Another sobering example from the article: Karen Holliman was put through an odyssey of more than 50 medical visits with a variety of doctors, who told her that her fatigue and back pain were caused by fibromyalgia or psychiatric problems, when she actually had developed metastatic breast cancer. Of course, the lawyers for the involved hospital denied any liability. Karen is terminally ill. She is 52 years old.

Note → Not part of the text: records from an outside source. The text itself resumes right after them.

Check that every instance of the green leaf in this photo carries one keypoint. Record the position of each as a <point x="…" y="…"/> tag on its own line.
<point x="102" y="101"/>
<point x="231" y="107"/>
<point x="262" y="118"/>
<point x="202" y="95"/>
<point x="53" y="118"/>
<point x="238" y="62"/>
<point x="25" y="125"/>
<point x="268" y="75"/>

Some of the more general findings mentioned in the article include these:
- 10-20% of medical cases involve medical misdiagnoses
- 28% of medical errors reported anonymously by doctors were life-threatening, according to a 2009 study
- 40,500 deaths each year are related to ICU misdiagnoses
- the vast majority of misdiagnoses do not result in any legal action
- overconfidence by physicians contributes to misdiagnoses
There is likely no one easy answer for these troubling findings, but a couple of things may help. First, doctors should not be afraid of sending patients for second opinions. Also, maybe more doctors can practice a little humility and take the time to do correct differential diagnoses, spend a little time with their patients talking with them and carefully observing them. Maybe a little old-fashioned attention to the people who trust them with their health will go a long way toward preventing these types of outcomes. Medical technology is great, but spending time with patients may be the best medicine of all.